This morning the Government has published its long-awaited draft Child Poverty Strategy – a document that, in theory, constitutes its plan to meet its statutory obligation to end child poverty by 2020.
Government publications come and go but this one really matters because, as the Commission found in our State of the Nation report last October, the situation on child poverty has been stagnating - with 2.3 million children in relative income poverty and 2.6 million poor against the ‘absolute’ fixed line, a 275,000 increase on the previous year. And the projections of the IFS and others suggest that the situation is set to worsen further with the numbers to date only capturing benefits changes up to April 2011, before most of the reductions in spending took effect.
Two-thirds of child poverty is now found in working households. In three-quarters of those families, someone works full-time. That is why we called for the new child poverty strategy to deliver an ambitious detailed step-by-step plan for how the government will meet the 2020 targets. We looked for stronger action to raise low pay, to improve access to affordable, high quality childcare and to tackling the punitive costs of housing, energy and food that too often bear down hardest on the families with least.

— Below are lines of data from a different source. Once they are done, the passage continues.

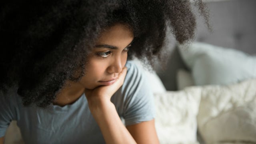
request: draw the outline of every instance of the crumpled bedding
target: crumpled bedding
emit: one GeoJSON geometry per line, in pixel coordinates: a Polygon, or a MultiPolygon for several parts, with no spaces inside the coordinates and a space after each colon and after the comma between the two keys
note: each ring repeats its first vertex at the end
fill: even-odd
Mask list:
{"type": "Polygon", "coordinates": [[[202,87],[197,120],[206,143],[256,143],[256,79],[202,87]]]}

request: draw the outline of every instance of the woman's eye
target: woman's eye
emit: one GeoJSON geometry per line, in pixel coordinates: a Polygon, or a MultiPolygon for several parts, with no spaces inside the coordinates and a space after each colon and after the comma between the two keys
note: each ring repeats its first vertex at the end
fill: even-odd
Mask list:
{"type": "Polygon", "coordinates": [[[125,52],[128,52],[128,51],[129,50],[129,48],[131,47],[131,45],[130,45],[130,46],[127,46],[127,47],[124,48],[124,50],[125,52]]]}
{"type": "Polygon", "coordinates": [[[111,51],[107,51],[105,52],[100,52],[97,53],[97,55],[98,56],[103,57],[103,58],[106,58],[109,56],[110,54],[111,53],[111,51]]]}

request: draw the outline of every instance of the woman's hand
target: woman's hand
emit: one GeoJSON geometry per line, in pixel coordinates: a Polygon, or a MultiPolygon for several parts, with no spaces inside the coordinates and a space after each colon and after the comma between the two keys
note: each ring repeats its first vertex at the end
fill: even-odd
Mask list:
{"type": "Polygon", "coordinates": [[[91,111],[92,107],[98,107],[102,103],[110,102],[112,96],[123,85],[127,72],[127,68],[125,66],[116,82],[112,85],[100,86],[93,90],[85,90],[84,93],[91,111]]]}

Consultation is open until 22 May, and the Commission will respond in full in due course. But my first impression is that, despite including some good things, overall the draft strategy is a serious missed opportunity. It is more coherent than its predecessor, with a clear diagnosis of the problem, and some activity listed in all the main areas where progress is needed to make inroads against the UK’s appallingly high levels of child poverty. It is also welcome that the Government restates its commitment to the goal of ending child poverty by 2020.
But any good news is outweighed by the bad.

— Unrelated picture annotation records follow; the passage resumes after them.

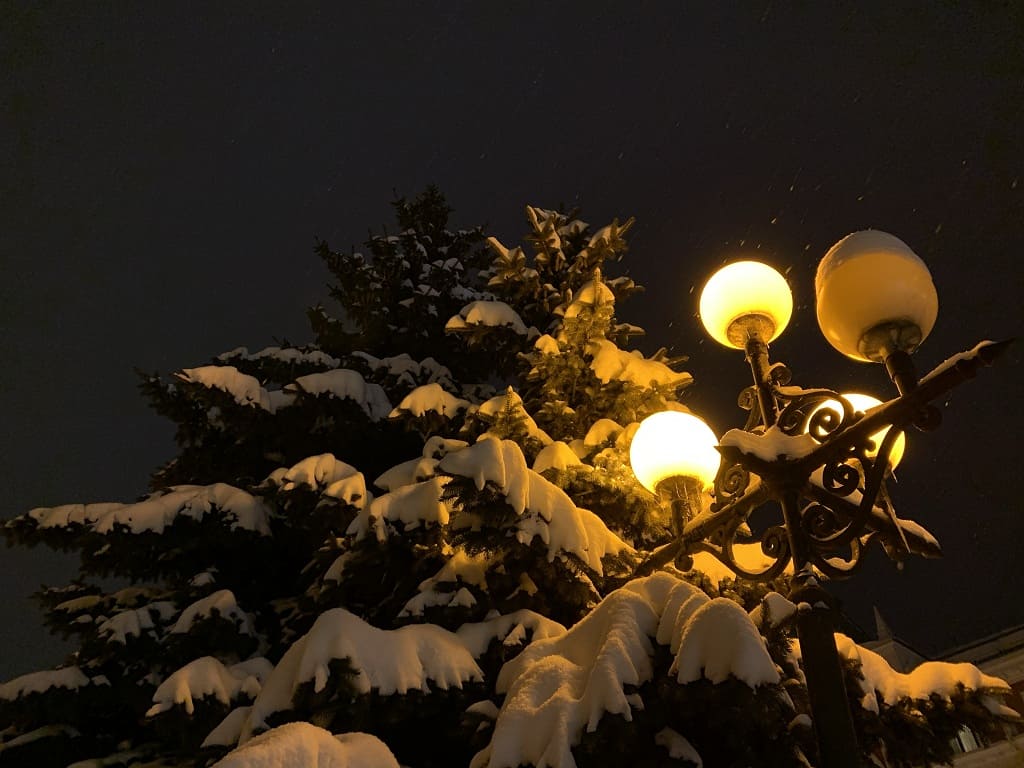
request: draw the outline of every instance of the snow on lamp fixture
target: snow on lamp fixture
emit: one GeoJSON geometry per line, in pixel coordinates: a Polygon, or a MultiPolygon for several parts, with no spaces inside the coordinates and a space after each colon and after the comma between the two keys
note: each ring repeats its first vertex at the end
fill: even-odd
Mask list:
{"type": "Polygon", "coordinates": [[[630,465],[640,484],[651,493],[671,477],[699,480],[711,487],[721,457],[718,437],[692,414],[663,411],[640,423],[630,444],[630,465]]]}
{"type": "MultiPolygon", "coordinates": [[[[882,400],[878,397],[872,397],[869,394],[861,394],[860,392],[843,392],[841,396],[846,399],[854,410],[860,413],[864,413],[872,408],[878,408],[882,404],[882,400]]],[[[837,412],[840,416],[843,414],[843,403],[839,400],[825,400],[817,408],[815,408],[808,415],[807,427],[811,427],[811,423],[814,419],[814,415],[828,409],[829,411],[837,412]]],[[[870,440],[874,447],[865,451],[865,455],[868,459],[874,459],[879,454],[879,447],[882,445],[882,440],[885,439],[886,433],[889,431],[889,427],[885,429],[880,429],[878,432],[870,436],[870,440]]],[[[889,453],[889,468],[896,469],[899,465],[900,460],[903,458],[903,452],[906,450],[906,436],[900,432],[896,439],[893,441],[892,451],[889,453]]]]}
{"type": "MultiPolygon", "coordinates": [[[[932,403],[990,365],[1010,342],[983,341],[919,379],[910,353],[932,330],[938,300],[921,259],[885,232],[840,241],[818,267],[815,292],[818,323],[833,346],[854,359],[885,362],[899,396],[880,403],[793,385],[788,368],[768,356],[769,342],[793,310],[785,280],[759,262],[720,269],[701,291],[700,321],[716,341],[744,353],[752,383],[739,404],[749,412],[746,424],[727,431],[715,447],[714,501],[699,509],[692,503],[699,481],[679,474],[687,471],[676,463],[682,451],[663,441],[682,441],[676,428],[647,445],[647,422],[640,425],[631,447],[633,471],[646,487],[657,488],[663,503],[671,501],[676,540],[654,550],[636,572],[646,575],[670,562],[687,570],[696,553],[756,582],[788,569],[790,600],[808,606],[797,611],[795,623],[819,764],[857,768],[860,750],[833,600],[821,578],[852,574],[874,542],[895,559],[939,554],[927,530],[897,517],[886,481],[902,456],[906,428],[936,428],[941,420],[932,403]],[[748,524],[754,515],[758,524],[748,524]],[[760,540],[764,556],[757,563],[738,548],[752,540],[760,540]]],[[[681,415],[651,418],[663,416],[681,415]]]]}
{"type": "Polygon", "coordinates": [[[760,261],[734,261],[719,269],[700,291],[700,322],[715,341],[744,349],[757,339],[777,339],[793,314],[785,278],[760,261]]]}
{"type": "Polygon", "coordinates": [[[931,333],[939,299],[925,262],[899,238],[864,229],[829,249],[814,278],[818,326],[855,360],[913,352],[931,333]]]}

First, it is in truth a list, not a strategy. It is a set of policies the Government asserts will allow it to make progress, not a plan that makes clear the impact it expects its policies to have. It. does not engage at all with projections that child poverty is set to increase significantly to 2020 rather than being eradicated. Everyone knows that the 2020 child poverty target will be missed by a country mile. But the Government has simply sidestepped the issue and has given no indication as to what progress - if any - it expects to make in reducing child poverty over the next few years.
Second, though it marshals some excellent recent policy announcements – universal infant free school meals, removing National Insurance for under-21s – it needs to be far stronger on some central issues like low pay and childcare. For example it merely reminds employers to pay the National Minimum Wage - not even going as far as asking them to consider the benefits of the Living Wage.
Third, and most worryingly, it is a document without teeth. That’s because it lacks any clear measures against which the Government can be held to account. A strategy which cannot be measured is meaningless. Despite taking more than a year to think about it, the government has drawn a blank, apparently unable to reach agreement on what a new set of measures should look like. The Government has ended up in a no-man's land where it has effectively declared its lack of faith in the current measures but has failed to produce an alternative set. This is beyond Whitehall farce.
Ministers should get back to the table to decide whether the Government will either re-affirm its commitment to the current statutory measures or propose new and additional measures to supplement the existing framework. They should do so immediately and set a deadline of no more than one month to reach agreement.